Table 3 Theoretical model parameters for different absorbed powers.

Taking three absorbed powers of 300 W, 350 W and 400 W as examples, the relationships between the maximum electron densities measured by laser TS and the pressures measured by vacuum gauge have been compared with the simulated and theoretical results, as shown in Fig. 6. It can be clearly seen that at the same maximum electron density, the pressure measured by the vacuum gauge deviates from the simulated and theoretical matching pressure values, which is the significance of pressure calibration.
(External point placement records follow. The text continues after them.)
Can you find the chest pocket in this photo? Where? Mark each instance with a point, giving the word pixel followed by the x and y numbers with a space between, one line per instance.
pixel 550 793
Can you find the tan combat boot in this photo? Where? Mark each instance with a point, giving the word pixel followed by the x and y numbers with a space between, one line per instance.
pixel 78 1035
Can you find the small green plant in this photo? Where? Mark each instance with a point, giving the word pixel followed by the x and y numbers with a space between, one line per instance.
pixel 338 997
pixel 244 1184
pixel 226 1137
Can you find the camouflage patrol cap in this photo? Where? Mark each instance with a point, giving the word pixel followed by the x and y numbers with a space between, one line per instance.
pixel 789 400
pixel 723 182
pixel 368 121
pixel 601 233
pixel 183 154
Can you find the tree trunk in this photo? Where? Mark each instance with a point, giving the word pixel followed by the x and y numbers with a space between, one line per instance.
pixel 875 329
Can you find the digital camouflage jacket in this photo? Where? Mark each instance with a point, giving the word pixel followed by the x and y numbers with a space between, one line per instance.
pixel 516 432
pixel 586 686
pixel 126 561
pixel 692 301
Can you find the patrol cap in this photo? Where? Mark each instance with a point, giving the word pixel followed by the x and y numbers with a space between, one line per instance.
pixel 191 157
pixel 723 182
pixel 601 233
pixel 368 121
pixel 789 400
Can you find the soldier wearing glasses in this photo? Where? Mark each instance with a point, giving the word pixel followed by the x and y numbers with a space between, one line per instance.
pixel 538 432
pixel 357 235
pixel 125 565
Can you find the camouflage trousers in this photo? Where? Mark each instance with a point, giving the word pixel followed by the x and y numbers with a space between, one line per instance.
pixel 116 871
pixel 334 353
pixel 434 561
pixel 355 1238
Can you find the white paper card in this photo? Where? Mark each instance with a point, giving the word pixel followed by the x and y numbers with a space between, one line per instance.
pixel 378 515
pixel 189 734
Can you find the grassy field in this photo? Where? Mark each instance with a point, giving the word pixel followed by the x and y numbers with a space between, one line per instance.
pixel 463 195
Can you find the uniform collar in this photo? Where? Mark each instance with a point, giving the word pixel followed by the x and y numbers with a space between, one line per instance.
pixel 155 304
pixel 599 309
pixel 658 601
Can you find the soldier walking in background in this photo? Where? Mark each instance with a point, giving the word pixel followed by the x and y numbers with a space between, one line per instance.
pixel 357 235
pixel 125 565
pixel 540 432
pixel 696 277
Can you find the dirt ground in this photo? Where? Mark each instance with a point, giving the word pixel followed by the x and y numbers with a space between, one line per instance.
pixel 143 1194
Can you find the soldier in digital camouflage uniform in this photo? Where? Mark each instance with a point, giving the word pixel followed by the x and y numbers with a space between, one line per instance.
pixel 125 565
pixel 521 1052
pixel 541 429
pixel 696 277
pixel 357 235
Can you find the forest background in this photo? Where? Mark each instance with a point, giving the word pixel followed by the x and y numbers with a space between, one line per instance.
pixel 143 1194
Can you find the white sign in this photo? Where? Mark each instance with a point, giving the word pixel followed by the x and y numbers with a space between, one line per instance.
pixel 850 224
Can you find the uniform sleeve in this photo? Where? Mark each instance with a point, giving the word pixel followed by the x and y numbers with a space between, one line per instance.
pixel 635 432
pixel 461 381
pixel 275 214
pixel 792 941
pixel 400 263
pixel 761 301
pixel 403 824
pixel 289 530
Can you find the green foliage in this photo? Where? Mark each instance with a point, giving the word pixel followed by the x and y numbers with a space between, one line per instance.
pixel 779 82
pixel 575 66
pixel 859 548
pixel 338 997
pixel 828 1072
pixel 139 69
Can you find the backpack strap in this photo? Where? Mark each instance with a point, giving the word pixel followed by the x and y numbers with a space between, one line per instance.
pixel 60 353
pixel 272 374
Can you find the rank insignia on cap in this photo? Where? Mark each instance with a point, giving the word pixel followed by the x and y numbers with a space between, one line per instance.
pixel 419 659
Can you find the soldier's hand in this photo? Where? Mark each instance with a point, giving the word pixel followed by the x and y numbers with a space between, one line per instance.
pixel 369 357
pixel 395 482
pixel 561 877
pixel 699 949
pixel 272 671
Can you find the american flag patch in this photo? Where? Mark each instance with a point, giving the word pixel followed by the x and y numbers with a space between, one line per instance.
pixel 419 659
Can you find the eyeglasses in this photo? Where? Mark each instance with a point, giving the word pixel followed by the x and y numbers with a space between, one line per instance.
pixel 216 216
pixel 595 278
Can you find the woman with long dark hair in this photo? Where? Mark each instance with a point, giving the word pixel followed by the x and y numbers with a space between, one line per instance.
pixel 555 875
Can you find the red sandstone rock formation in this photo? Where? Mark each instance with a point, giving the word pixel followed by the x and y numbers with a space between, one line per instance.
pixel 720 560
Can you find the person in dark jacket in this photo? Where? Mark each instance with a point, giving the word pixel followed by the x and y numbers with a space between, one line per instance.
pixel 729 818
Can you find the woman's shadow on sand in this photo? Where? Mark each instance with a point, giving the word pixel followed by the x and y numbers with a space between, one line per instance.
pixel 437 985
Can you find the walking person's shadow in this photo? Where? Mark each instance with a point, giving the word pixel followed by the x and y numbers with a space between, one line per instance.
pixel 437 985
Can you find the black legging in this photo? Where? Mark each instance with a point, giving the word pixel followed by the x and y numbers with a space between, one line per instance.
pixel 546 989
From the deviation comparison in Fig. 6, we know that the measurement deviation of the vacuum gauge increases with increasing maximum electron density, which means that the pressure gradient from the vacuum gauge sensor to the center of the coil in ICP generator cavity becomes larger as a consequence.

Figure 6
figure 6

Pressure calibrations at 300 W (a), 350 W (b) and 400 W (c) absorbed powers.

The pressure difference between the experimental and calibrated values shown in Fig. 6 is actually due to the pressure gradient at two different locations, the vacuum gauge sensor and the center of the coil in ICP generator cavity. Since the pressure p and the density n can be related by a thermodynamic equation \(p = nkT\), their gradient relationship is \(\nabla p = \nabla nkT\) where T is the temperature of the particle23,27. We can assume that the neutral density on the vacuum gauge sensor \(n_{gs}\) is equal to the sum of the neutral density \(n_{gc}\) and the ion density \(n_{i}\) at the center of the coil \(n_{gs} = n_{gc} + n_{i}\). And the ion temperature is equal to the temperature of gas \(T_{i} \approx T_{g}\) for the cold plasma of ICP. Because the pressure at the center of the coil in ICP generator cavity is \(p_{c} = n_{gc} kT_{g} + n_{i} kT_{i} + n_{e} kT_{e}\) and the pressure on vacuum gauge sensor is \(p_{s} = n_{gs} kT_{g}\), we can get the pressure gradient at these two different positions \(\nabla p = p_{c} - p_{s} \approx n_{e} kT_{e}\). It can be seen that with the increase of electron density, the density gradient from the vacuum gauge sensor to the center of the coil in ICP generator cavity will also become larger, resulting in a larger gap between the measurement value and the calibrated value of pressure.

Conclusions

In this paper, the plasma electron density distributions of ICP are obtained by means of TS experiment and FEM simulation. The simulated calibration value for the pressure measured by the vacuum gauge has been determined by comparing simulated and experimental results of the electron density distribution and the maximum electron density under the same conditions including the absorbed power. As a result, calibration simulation curve has been obtained for a given absorbed power. A more accurate theoretical equation for the relationship between maximum electron density and pressure has been derived for the first time. And the simulation curves have been matched with the theoretically derived equation to obtain the exact equation parameters for given powers. As calibration examples, three theoretical fitting curves have been used to calibrate the pressures at 300 W, 350 W and 400 W respectively for the same ICP generator. The pressure calibration results show that the pressure gradient from the vacuum gauge sensor to the center of the coil in ICP generator cavity become larger with the increase of electron density. The control of the local pressure at the ICP center point will help to improve the accuracy of low-pressure plasma processes such as plasma thin film deposition, etching and material surface treatment in the future.